Sustainability and the role of higher education institutions
Higher Education Institutions in their service to society have a fundamental role to promote sustainability: here, current and future generations of change-makers are developing new visions for the future and are learning to deal with complex and wicked problems that often require difficult decision-making. Collaboration among, between and beyond disciplines and with diverse actors is key, as no discipline alone can tackle unsustainability. Universities have started to respond to sustainability challenges in many different ways. With this event, we aim to bring an inner lens to the sustainability debate and inspiring ideas for the FCT NOVA campus community.
Why an Inner Lens
This well-cited quote by James Gustave Speth points to the necessity of integrating our values and inner states of being into the sustainability debate. Scientists are challenged to open up to such transformational processes. Several researchers are already doing so. The trio of authors Ives, Freeth & Fischer argue in their renowned article “Inside-out sustainability: The neglect of inner worlds” (2020) that science’s focus on external phenomena and descriptive analyses has “led to the neglect of people’s ‘inner worlds’—their emotions, thoughts, identities and beliefs”. They advocate for considering people’s inner worlds as a dimension of sustainability itself, because “compassion, empathy and generosity, for example, are personal characteristics that mark individual expressions of sustainability” (Ives et al., 2020).
A growing number of scientists see Inner Transformation to Sustainability as a Deep Leverage Point (Woiwode et al. 2020) for our sustainability endeavors.
Moriggi et al. 2020 explain the transformative potential of caring practices, as they can increase our emotional awareness and ability to relate and respond to each other, including our relationships to the non-human world.
The Inner Development Goals Initiative
From this line of thought emerged the Inner Development Goals Initiative, a co-created research project that involved more than 1500 respondents to develop a framework for inner development skills and capacities. This project aims to complement actions to reach the Sustainable Development Goals and the Agenda 2030. The current IDGs framework represents 5 categories and 23 skills and qualities, which to our understanding help to bridge inner and outer sustainability. The Care-Full Sustainability Campus Days and corresponding activities were designed based on this framework.

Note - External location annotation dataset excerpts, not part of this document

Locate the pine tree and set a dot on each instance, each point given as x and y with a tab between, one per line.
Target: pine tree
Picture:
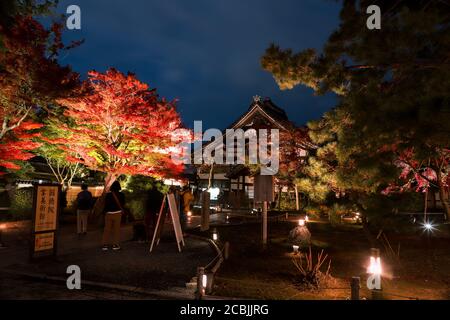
394	111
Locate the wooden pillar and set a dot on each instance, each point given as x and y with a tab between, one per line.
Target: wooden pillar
264	225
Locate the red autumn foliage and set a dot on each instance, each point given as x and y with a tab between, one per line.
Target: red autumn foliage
30	79
18	144
122	127
420	175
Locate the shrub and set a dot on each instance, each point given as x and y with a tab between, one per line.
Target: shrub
336	212
309	274
22	204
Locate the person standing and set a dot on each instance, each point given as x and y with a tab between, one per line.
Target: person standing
187	200
84	206
114	204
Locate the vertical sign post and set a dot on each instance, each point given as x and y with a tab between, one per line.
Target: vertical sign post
170	198
46	209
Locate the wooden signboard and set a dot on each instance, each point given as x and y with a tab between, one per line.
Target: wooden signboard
205	211
173	209
46	206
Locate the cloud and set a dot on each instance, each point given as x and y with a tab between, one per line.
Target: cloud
204	52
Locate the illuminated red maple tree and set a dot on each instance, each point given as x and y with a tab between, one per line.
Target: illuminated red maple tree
18	143
122	127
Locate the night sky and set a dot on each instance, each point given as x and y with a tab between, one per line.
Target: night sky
206	53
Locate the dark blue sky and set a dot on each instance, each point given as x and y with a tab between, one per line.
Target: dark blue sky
206	53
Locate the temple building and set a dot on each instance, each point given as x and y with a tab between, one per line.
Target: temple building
232	185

In education and research, we tend to prioritize our logical knowledge and rational-thinking capacities. Learning approaches that involve mind, body and spirit (understood as our heart and senses) are currently an exception rather than the norm. We advocate that holistic approaches and more caring practices can not only improve academic success but help promote well-being in general and provide more awareness and ability to respond to unsustainability. Furthermore, caring practices might be particularly useful for students and staff to cope with challenges and difficulties in academic life.
Well-being and combating risks of burn-out
Diverse studies refer to the increasing risk of burn-out in academia, a phenomena already present before the pandemic (e.g. the meta-analysis on burn-out in academia by Sabagh et al. 2018): the high-demanding and competitive culture in higher education, for students and staff, is showing negative effects not only on personal and professional development, but also on institutional productivity.

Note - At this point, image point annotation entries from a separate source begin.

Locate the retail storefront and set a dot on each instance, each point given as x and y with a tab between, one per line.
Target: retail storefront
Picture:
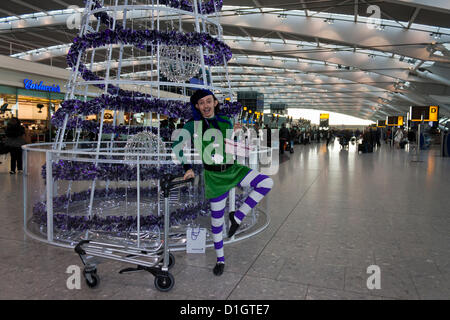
33	107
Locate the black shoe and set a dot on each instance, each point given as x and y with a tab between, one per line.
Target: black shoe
218	269
234	225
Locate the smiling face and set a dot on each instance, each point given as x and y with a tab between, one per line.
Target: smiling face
206	106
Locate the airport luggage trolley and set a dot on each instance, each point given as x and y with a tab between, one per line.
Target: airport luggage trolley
157	261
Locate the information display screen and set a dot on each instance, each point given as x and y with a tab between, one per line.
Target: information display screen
430	113
392	120
381	123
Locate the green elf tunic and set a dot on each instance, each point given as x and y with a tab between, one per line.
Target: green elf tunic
216	183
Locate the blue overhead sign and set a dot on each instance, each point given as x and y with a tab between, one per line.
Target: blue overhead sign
30	85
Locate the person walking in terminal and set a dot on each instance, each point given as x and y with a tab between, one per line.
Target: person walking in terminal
15	139
220	177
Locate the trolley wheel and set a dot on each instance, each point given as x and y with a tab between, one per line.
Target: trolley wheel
171	261
92	279
164	282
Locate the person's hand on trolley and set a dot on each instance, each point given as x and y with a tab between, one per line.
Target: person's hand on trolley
189	174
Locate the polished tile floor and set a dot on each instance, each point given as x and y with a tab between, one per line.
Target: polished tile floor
333	214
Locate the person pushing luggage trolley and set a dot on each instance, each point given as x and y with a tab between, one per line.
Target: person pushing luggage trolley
221	177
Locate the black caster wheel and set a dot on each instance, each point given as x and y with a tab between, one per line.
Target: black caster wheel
164	282
92	279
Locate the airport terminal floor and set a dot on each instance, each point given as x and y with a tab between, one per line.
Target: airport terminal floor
334	214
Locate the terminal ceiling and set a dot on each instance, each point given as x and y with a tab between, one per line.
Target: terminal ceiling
305	53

In their article “Educators and Students are Burned Out. These Strategies can help”, the authors explain that caring practices that promote engagement in self-care and acts of kindness towards others have proved to be useful in reducing the risk of burnout and are seen as a key pillar for human sustainability in organizations.
In the design of our event, we have therefore created activities that address “head, hands and heart”(Sipos et al., 2008) and that offer the possibility to engage with sustainability topics in a rather holistic way, including embodied practices such as yoga and mindfulness meditation, and that can enhance our well-being and resilience, on an individual and collective level.

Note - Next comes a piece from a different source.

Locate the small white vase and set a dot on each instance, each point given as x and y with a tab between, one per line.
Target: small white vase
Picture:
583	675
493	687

Linking sustainability and care
Promoted by CENSE and The CareLab for People & Planet, the Care-Days initiative is an outreach event and an action-research project at the same time. Let’s discover together how sustainability transformation and caring practices may relate, and let’s encourage each other to intentionally cultivate our inner worlds, creating jointly a university that cares.
This initiative is a pilot for eventual future initiatives.
Together with you, our wish is to get inspired on our path towards a more sustainable future!